AZIONE, SCALFI: DELINEARE SUBITO UNA STRATEGIA DI RESPIRO PER LA SCUOLA. GLI STUDENTI AL CENTRO

AZIONE, SCALFI: DELINEARE SUBITO UNA STRATEGIA DI RESPIRO PER LA SCUOLA. GLI STUDENTI AL CENTRO

“Questo ordine del giorno, in occasione del nostro primo congresso, nasce dall’ urgenza che sentiamo di riportare il tema della scuola al centro della nostra azione politica e l’idea che ci muove scaturisce dalla convinzione che dalla scuola si deve partire per formare le nuove generazioni e che nel disastro dello svilimento della politica a cui abbiamo assistito, anche la scuola abbia una parte di responsabilità: una scuola sempre più scollegata dalla contemporaneità e molto ancorata a una visione gentiliana, che spesso ha abdicato al ruolo di formare menti libere e critiche”, così Laura Scalfi Direttore Generale dell’Ist.
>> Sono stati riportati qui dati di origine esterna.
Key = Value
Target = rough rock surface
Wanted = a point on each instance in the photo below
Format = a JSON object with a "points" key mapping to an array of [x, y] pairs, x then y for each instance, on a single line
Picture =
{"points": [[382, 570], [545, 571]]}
Veronesi e membro del Comitato Scuola di Azione, intervenendo al primo congresso del Partito di Calenda in corso a Roma.
“ Analfabetismo funzionale, strutture fatiscenti, alte percentuali di NEET e basso tasso di laureati e diplomati che non permette al paese di correre come dovrebbe e meriterebbe, sono solo alcuni dei temi su cui per due anni abbiamo snocciolato dati evidenziandone l’urgenza poiché raccontano di una generazione disorientata, impaurita e ancora più povera in competenze, con la forbice della diseguaglianza che si è ampliata e non si intravvede all’orizzonte nessun ‘piano Marshall per la scuola’ . E noi che la scuola la viviamo ogni giorno -prosegue Scalfi nel suo intervento- siamo stanchi di sentirci dire che bisogna andare piano, che i processi sono lenti e che forse ci vorranno 20 anni: questi giovani, questi bambini, non possono aspettare e quindi è necessario fare il prima possibile” . E sottolinea “reputo quindi necessario delineare una strategia di respiro per la scuola: al centro ci devono essere gli studenti, il loro livello di preparazione, le loro motivazioni, lo sviluppo di una piena cittadinanza e di pari opportunità per tutti. È necessario costruire una scuola inclusiva che sappia valorizzare il merito senza dimenticare chi fa più fatica e ha bisogno di essere maggiormente sostenuto, perché la scuola deve tornare ad essere ascensore sociale per tutti.  Analogamente, si deve trovare la disponibilità, per docenti e studenti, di ambienti di studio e di lavoro sicuri, funzionali, dotati di strumenti, laboratori, servizi e spazi per attività autonome e informali: il PNRR può davvero costituire lo strumento straordinario per centrare finalmente l’obiettivo di rinnovare il patrimonio edilizio della nostra scuola secondo la nuova concezione che lo spazio è un elemento che determina e migliora l’apprendimento. È necessario, infine, coinvolgere i docenti e i dirigenti all’interno di questa strategia, come parte integrante del buon esito di questo disegno, altrimenti registreremo la loro estraneità rispetto ad ogni ipotesi di cambiamento: servono azioni concrete per ribadire la centralità dell’istruzione e dei giovani”.